Unless you use Incremental State Transfer, as you bring each node back online after an upgrade, it initiates a full State Snapshot Transfer, which can take a long time to process on larger databases and slower state transfer methods.

During the State Snapshot Transfer, the node continues to accumulate catch-up in the replication event queue, which it will then have to replay to synchronize with the cluster. At the same time, the cluster is operational and continues to add further replication events to the queue.

Blocking Nodes When the node comes back online, if you use mysqldump for State Snapshot Transfers, the donor node remains blocked for the duration of the transfer.

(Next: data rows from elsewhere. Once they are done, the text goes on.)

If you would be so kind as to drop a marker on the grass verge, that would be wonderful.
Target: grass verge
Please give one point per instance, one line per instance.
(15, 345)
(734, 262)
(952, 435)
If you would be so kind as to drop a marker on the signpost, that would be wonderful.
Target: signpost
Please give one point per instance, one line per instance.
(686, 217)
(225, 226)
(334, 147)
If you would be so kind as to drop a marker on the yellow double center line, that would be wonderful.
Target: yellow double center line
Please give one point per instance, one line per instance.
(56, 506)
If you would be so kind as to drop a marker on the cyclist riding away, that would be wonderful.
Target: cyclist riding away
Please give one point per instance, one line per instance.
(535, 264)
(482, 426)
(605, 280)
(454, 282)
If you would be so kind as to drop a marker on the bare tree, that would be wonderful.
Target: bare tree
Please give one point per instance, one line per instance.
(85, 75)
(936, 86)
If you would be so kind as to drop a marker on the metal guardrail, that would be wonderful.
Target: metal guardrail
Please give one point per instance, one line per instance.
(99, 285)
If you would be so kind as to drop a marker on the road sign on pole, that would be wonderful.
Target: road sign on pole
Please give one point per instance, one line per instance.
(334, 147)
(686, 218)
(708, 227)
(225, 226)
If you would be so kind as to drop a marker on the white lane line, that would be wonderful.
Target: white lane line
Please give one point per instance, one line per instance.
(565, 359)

In practice, this means that the cluster is short two nodes for the duration of the state transfer, one for the donor node and one for the node in catch-up.

Using xtrabackup or rsync with the LVM state transfer methods, you can avoid blocking the donor, but doing so may slow the donor node down.

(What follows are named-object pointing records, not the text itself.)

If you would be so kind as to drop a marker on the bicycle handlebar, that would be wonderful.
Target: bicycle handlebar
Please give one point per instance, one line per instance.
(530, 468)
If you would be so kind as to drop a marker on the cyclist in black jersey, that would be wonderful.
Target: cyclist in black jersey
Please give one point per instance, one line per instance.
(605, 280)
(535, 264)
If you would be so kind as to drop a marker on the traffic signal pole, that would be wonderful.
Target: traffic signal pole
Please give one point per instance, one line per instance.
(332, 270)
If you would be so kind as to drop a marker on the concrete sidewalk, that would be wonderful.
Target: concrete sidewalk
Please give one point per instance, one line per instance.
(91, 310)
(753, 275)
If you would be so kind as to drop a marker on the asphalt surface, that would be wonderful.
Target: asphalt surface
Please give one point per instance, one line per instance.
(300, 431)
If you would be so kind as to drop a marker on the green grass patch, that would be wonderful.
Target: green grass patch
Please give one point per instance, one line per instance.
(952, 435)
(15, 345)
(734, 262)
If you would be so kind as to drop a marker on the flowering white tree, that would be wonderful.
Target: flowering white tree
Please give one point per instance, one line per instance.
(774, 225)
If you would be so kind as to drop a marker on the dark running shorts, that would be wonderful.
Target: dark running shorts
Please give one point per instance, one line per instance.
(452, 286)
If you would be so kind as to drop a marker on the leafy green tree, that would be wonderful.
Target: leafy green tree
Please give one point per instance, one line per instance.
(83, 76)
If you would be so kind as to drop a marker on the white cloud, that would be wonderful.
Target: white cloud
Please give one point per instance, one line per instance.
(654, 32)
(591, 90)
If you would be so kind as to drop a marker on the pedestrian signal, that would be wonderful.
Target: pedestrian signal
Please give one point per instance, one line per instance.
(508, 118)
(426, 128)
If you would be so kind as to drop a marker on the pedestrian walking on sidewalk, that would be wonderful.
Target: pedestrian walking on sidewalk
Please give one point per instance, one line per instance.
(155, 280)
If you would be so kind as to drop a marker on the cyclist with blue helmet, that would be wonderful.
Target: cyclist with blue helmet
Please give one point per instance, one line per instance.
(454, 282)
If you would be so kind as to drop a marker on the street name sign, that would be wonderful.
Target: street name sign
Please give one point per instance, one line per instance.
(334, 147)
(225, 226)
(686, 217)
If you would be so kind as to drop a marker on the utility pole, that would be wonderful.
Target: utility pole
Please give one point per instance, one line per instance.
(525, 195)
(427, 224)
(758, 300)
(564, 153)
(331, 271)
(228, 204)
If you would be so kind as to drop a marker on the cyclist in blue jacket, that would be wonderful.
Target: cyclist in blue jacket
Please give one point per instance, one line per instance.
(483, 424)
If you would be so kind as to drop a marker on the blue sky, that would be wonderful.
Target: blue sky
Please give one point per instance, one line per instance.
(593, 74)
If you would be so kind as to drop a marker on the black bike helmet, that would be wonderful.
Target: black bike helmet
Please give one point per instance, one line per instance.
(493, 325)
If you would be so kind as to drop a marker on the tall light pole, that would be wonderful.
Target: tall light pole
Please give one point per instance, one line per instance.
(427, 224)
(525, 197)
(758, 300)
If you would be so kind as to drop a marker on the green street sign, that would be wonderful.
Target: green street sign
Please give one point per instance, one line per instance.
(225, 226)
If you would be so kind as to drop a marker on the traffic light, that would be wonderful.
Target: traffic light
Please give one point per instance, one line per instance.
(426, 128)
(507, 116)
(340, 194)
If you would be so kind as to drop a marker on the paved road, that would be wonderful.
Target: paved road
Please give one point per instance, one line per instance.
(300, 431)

Depending on the load balancing mechanism, you may have to configure the load balancer not to direct requests at joining and donating nodes.

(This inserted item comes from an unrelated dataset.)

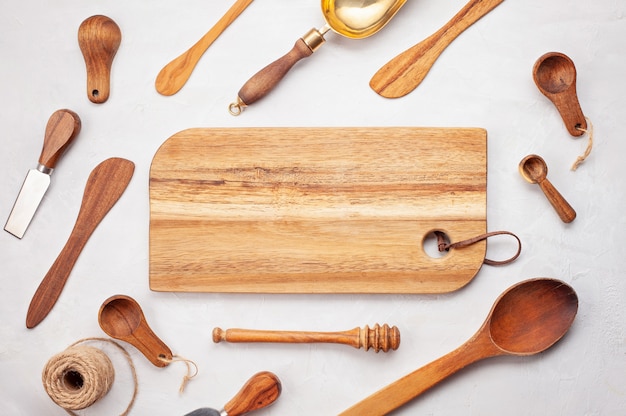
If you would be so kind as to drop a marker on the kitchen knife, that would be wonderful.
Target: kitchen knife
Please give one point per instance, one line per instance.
(63, 126)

Cluster Availability Taking down nodes for a rolling upgrade can greatly diminish cluster performance or availability, such as if there are too few nodes in the cluster to begin with or where the cluster is operating at its maximum capacity.

In such cases, losing access to two nodes during a rolling upgrade can create situations where the cluster can no longer serve all requests made of it or where the execution times of each request increase to the point where services become less available.

Cluster Performance Each node you bring up after an upgrade, diminishes cluster performance until the node buffer pool warms back up. Parallel applying can help with this.

Rolling Upgrade Procedure

Assuming you’ve read and considered the above, below are the steps for upgrading each node in a cluster—one at a time. This procedure, though, is for minor upgrades, not major upgrades. For those, see the next section.

  • First, transfer all client connections from the node you’re about to upgrade to the other nodes.
  • When there are no more client connections trying to access the node, shut down the database software (i.e., mysqld). This will remove the node from the cluster.
  • Now use the method you prefer to upgrade the software. A package management utility such as yum, or whatever is appropriate for the your operating system distribution.
  • When you’ve finished updating the database and Galera software, start the node. Check that it has successfully joined the cluster and finished synchronizing before beginning the process to upgrade another node in the cluster.

Tip

If you upgrade a node that will be part of a weighted quorum, set the initial node weight to zero. This guarantees that if the joining node should fail before it finishes synchronizing, it won’t affect any quorum computations that follow.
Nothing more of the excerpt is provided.